Since my illness began I have had chronic fatigue, PEM, and a growing list of environmental and food sensitivities. If I ate the wrong food or breathed air with cigarette smoke I could suffer a migraine, palpitations, lassitude and asthma-like symptoms for hours after. Immunosuppressant treatments helped. My go-to remedies were breathing oxygen, IV ozone and high dose vitamin C. I have been managing fatigue with supplements and nutritional IVs.
Since the second week post-infusion I have noticed my symptoms are increasingly less severe and shorter in duration. At first it was subtle but now in the third week it is significant. Many foods I couldn't tolerate before I no longer have problems with. This includes supplements, many of which I saw significant benefits from but had to discontinue.
About Me
Before trying Rituximab I had markers of autoimmune illness. My ANA had been elevated since onset, so had Sjogren's Syndrome Antibody B, and C3 was chronically low. At one point my ANA titer was 1:1280 Homogeneous, the highest the lab can measure, typically only seen in severe autoimmune illnesses. I did not have clinical manifestations of Sjogren's or any other characterized autoimmune illness and did not respond to Plaquinol. (R1, R2)
I had other less clinical markers, including elevated IL-6 and IL-17 in PBMCs, elevated NO, elevated Nitrotyrosine, low NADPH, low ATP, low GSH, elevate lipid peroxides, dysregulated methylation cycle, dysregulated redox enzymes in RBC. (R1, R2, R3, R4, R5)
There was more. I spent hundreds of thousands of dollars on testing, treatments, supplements and countless hours reading scientific literature. You can see some of this in the link provided down below. As mentioned I respond strongly to immunosuppressants, including corticosteroids, HBOT, Ozone IV, nutritional IVs, anti-inflammatory herbs, sunshine, exercise, FTIR sauna. But none produced a lasting or significant improvement in environmental sensitivity. They were palliatives at best.
As I am sure many of you have, I was told there was nothing wrong with me, insinuated I was a hypochondriac, that I was stressed or some other nonsense palaver. Unfortunately, that is the FDA authorized response. As my knowledge of medicine and biochemistry grew this gave way to "I don't know enough to help you", "we don't know everything". I had to be more knowledgeable and kidglove (downplaying my non-specific symptoms) to be taken seriously. I was referred to both UCLA and Stanford and heard more of the same there. I have seen Dr. Rea in Dallas, OMI in Mountain View and plenty of other "experts".
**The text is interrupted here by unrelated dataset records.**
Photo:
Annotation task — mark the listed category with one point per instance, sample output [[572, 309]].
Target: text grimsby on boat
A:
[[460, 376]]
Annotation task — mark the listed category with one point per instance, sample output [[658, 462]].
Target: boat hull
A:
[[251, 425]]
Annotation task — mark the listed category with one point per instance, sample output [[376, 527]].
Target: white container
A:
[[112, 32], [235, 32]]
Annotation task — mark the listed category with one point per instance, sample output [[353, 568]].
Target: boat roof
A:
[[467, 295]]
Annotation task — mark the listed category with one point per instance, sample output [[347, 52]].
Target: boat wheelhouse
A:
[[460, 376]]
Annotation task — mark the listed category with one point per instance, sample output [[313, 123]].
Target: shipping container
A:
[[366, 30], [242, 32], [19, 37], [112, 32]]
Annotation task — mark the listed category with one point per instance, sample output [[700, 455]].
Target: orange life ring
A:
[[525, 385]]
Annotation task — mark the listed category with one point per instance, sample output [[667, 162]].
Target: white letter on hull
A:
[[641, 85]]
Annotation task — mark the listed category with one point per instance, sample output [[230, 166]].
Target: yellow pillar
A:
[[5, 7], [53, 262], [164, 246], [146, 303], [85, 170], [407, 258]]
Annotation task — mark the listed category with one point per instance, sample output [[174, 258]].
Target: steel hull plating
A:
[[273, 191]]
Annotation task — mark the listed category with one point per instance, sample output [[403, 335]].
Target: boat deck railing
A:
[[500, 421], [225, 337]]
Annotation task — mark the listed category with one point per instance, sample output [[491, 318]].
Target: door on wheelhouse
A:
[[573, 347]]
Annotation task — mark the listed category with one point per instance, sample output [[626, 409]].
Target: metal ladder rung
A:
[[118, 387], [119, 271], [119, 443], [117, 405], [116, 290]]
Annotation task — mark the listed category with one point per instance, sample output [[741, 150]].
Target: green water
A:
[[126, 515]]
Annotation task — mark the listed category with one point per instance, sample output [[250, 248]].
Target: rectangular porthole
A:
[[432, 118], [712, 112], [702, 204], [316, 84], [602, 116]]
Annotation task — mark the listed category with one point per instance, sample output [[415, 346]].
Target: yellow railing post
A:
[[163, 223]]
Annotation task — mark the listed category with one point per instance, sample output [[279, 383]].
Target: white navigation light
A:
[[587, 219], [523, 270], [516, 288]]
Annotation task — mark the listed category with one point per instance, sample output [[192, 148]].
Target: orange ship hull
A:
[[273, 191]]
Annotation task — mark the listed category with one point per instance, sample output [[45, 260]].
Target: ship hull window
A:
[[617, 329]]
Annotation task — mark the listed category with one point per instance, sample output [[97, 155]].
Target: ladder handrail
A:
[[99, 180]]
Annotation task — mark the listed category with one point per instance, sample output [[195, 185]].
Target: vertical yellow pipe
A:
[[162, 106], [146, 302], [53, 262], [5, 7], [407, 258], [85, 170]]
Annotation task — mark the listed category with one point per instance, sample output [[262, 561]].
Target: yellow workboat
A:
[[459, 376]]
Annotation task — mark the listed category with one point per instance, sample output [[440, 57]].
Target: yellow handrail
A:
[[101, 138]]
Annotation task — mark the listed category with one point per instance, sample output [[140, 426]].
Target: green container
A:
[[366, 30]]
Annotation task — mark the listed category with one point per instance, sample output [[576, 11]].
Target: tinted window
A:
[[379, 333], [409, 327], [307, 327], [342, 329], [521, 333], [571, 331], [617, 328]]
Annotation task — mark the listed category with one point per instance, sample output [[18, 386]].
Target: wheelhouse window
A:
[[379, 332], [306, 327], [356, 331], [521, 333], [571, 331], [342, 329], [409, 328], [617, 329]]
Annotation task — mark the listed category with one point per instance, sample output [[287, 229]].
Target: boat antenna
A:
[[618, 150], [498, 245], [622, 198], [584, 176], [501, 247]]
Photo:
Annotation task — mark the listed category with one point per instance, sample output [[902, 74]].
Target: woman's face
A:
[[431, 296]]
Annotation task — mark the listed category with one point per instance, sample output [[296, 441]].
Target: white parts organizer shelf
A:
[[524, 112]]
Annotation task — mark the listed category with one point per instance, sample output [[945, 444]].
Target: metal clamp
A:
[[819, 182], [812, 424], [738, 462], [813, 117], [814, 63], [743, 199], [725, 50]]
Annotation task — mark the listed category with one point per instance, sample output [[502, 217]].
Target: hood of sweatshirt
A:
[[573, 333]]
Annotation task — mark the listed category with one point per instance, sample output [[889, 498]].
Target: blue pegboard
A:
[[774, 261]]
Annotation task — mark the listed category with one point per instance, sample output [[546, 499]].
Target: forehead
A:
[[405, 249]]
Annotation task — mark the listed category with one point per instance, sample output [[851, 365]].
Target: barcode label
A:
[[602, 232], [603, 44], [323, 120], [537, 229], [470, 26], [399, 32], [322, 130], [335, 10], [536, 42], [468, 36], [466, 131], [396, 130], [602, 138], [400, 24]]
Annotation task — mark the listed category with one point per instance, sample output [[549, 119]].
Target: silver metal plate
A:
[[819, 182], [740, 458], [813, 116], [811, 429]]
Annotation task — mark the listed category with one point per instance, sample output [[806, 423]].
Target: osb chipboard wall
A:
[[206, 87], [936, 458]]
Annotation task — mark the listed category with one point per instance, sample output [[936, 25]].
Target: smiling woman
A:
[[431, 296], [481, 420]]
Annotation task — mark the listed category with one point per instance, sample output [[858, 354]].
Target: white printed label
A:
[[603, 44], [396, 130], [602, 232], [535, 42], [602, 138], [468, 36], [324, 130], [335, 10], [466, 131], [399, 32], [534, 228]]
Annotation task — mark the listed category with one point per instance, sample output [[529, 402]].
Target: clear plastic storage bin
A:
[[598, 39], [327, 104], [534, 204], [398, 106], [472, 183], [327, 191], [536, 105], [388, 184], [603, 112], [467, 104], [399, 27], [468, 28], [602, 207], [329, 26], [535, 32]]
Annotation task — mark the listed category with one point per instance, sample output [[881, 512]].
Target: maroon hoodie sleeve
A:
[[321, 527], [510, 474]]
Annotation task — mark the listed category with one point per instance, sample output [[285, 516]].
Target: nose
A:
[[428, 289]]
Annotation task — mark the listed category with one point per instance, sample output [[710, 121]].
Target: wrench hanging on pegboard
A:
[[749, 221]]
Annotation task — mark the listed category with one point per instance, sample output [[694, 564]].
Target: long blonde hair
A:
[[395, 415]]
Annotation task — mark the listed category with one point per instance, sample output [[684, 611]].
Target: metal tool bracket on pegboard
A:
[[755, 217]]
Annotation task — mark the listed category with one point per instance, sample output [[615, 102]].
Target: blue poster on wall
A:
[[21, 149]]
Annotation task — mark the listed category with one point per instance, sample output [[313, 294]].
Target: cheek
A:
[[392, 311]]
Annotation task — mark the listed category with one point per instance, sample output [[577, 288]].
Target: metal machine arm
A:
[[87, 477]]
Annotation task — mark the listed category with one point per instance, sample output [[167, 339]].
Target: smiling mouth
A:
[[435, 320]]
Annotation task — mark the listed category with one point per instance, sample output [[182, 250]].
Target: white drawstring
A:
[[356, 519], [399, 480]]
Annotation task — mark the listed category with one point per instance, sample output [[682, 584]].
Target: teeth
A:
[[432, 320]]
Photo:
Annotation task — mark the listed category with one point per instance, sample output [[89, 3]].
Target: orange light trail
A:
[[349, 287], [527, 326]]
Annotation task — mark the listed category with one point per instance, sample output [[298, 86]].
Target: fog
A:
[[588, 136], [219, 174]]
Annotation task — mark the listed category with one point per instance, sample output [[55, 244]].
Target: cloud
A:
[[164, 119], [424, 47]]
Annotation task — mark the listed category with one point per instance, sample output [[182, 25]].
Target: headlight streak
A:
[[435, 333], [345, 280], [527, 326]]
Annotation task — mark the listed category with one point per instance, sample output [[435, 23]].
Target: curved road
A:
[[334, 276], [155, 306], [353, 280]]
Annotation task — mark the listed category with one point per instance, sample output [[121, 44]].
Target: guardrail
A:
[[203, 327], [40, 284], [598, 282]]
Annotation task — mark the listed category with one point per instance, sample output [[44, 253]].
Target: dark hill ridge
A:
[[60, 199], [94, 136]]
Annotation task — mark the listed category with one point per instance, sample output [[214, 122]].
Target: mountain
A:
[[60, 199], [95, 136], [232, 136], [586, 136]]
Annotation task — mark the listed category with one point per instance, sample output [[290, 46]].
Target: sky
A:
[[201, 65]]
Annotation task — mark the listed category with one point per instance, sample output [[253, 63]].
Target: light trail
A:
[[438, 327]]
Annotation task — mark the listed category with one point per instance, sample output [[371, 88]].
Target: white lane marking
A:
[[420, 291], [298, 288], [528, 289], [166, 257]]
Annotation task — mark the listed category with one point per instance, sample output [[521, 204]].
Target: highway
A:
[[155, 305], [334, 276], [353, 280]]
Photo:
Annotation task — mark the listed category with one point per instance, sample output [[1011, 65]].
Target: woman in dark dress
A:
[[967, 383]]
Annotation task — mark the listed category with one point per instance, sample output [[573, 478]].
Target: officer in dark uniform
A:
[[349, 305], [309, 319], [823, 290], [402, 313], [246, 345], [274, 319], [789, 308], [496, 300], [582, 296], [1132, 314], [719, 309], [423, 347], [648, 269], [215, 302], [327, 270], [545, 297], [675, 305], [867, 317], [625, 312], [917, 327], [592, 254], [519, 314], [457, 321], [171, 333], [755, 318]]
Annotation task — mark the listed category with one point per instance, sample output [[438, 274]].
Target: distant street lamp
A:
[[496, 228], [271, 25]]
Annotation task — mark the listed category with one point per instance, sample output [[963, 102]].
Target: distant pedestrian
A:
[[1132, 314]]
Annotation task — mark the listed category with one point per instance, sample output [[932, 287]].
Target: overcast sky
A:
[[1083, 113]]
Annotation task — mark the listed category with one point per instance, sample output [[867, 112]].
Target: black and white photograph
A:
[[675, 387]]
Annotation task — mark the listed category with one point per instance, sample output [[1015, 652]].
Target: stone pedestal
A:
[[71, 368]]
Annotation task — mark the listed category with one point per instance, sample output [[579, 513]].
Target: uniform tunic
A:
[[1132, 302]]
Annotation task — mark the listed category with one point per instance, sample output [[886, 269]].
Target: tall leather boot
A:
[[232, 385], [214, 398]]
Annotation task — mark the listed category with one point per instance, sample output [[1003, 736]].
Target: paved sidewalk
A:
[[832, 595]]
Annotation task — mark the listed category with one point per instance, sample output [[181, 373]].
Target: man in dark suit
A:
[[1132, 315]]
On the flip side I have known people who claimed to be very unwell and then completely "recover" after DNRS...
My illness began after using Accutane for 6 weeks when I was 18 years old. Accutane is associated with autoimmune illnesses including Crohn's and IBD, as well as changes in DNA transcription and methylation patterns in T-cells. The latter can be long lasting. (R) Epigenetics is a burgeoning field with many autoimmune diseases expressing similar patterns in epigenetic control mechanisms e.g. DNA methylation, histone acetylation, miRNA. (R) For example, drug induced lupus and systemic lupus erythematosus express an identical DNA methylation pattern with no significant genetic difference to controls. But the former disappears as soon as the offending drug is discontinued. This is an important thread to unravel.
You can read about my symptoms, testing, illness onset and supplement regiment here.
How Did I Get Rituximab?
Without a well characterized illness you will have a hard time getting treatment in the West. So, I flew to Taiwan. A friend walked me through the medical system. It is ranked best in the world, it would be top of the WHO rankings if it was recognized as a sovereign nation (One China Policy).
The trip was hard on my health. Even with all my amenities I can't control the environment and get exposed to something (perfumes, foods, etc.). Fortunately my friend arranged everything in advance, the hotel didn't smell like mold or cleaning chemicals, the food was plain and I didn't react.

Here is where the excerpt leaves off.